On October 30th, Ford (NYSE:F) announced its quarterly earnings. The company earned $1.63 billion, which equates 41 cents per share in the quarter, beating the average analyst estimate of 30 cents per share, mostly due to record demand in North America, while the company posted a large loss in the continent of Europe. This was the 14th quarter in a row where Ford posted positive profits.
Compared to the same quarter last year, the company's profit was unchanged. The company's profits are very high in Northern America which is partly offset by the losses in Europe. In North America, the company's quarterly profit grew by nearly 50% compared to the same quarter last year, as it grew from $1.6 billion to $2.3 billion. In addition, the company's North American business currently enjoys the highest margins (operating margin of 12.1% compared to 8.6% last year in the same period) in more than a decade. This was helped with lower incentives spending and higher average sale price. The company is hoping to control costs in Europe in order to meet the current demand for its cars, which is the lowest in 20 years, as it is very difficult for Europeans to obtain credit to buy cars due to the issues with European banks and governments. The company's revenue fell from $33.1 billion to $32.1 billion. Again, Europe was the culprit in t he decline. According to the company's earnings report, it doesn't expect to return to profitability in Europe at least until the 2014 or 2015.
The company's guidance for the full year was mostly positive with the exception of Europe. The company expects to post record profits in North America and to remain profitable in South America. In Europe, the company reiterated the last quarter's guidance, saying that it would post an operating loss of $1.5 billion in the continent for the full year. Part of this will be due to one-time restructuring costs such as closing a number of production plants and launching some new products. In Asia and Africa, the company predicts to post a small loss around $50 million, in line with 2011. In addition, Ford Credit is expected to post a profit of $1.6 billion for the full year. The company's profits in North America and South America are expected to easily make up for the losses elsewhere.

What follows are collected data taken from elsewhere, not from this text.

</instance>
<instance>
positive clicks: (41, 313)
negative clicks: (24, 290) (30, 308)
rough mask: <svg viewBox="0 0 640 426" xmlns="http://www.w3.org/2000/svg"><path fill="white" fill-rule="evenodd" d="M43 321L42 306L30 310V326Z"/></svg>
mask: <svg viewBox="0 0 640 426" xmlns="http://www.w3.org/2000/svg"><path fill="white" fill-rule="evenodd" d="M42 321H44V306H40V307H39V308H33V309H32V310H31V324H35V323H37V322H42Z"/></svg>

Ford expects to sell 14.7 million units of cars in North America for the full year. The earlier guidance was between 14.5 million and 15 million units. Excluding the Ford Credit, the company's cash holdings increased from $20.8 billion to $24.1 billion in the last 4 quarters. Similarly, the company's debt increased from $12.7 billion to $14.2 billion. The company's net cash excluding debt increased from $8.1 billion to $9.9 billion in the same period.
Overall, the company's results were not as bad as feared. The troubles in Europe were already baked-in the share price of the company a long time ago. After all, Ford is not the only car company posting operating loss in the continent and the company can easily make up for the loss by posting strong profits elsewhere. It looks like the company will continue to post strong results in North America as long as it doesn't see any supply issues or production disruptions.
The analysts expect Ford to earn $1.26 this year, $1.44 next year and $1.77 in the year after. Since Ford beat last quarter's earnings estimates by a margin of 30%, I am sure that a number of analysts will raise their estimates for the next few quarters. I expect the company to beat the analyst estimates slightly an achieve $1.30-1.35 for the full year, which would indicate that Ford's fair value is between $13 and $15 depending on whether one wants to exclude the company's cash holdings in the estimates or not. Many times, when people look at Ford's balance sheet, they include Ford Credit's debt in calculations, which is mostly debt of people who purchase Ford cars through Ford Credit. Assuming that all that debt belongs to Ford is like assuming that none of the people who took credit to purchase a car will actually pay off their debt. As I mentioned before, Ford credit is actually profitable, which means that a great majority of the people are able to pay their debt off on time. If a significant number of people were delinquent on their debt, Ford Credit would post loss. This is why I don't like including Ford Credit's debt in calculations of Ford's fair value.
Once the European operations return to profitability in a few years, the company's share price can easily jump above $20 per share.
Disclosure: I am long F. I wrote this article myself, and it expresses my own opinions. I am not receiving compensation for it (other than from Seeking Alpha). I have no business relationship with any company whose stock is mentioned in this article.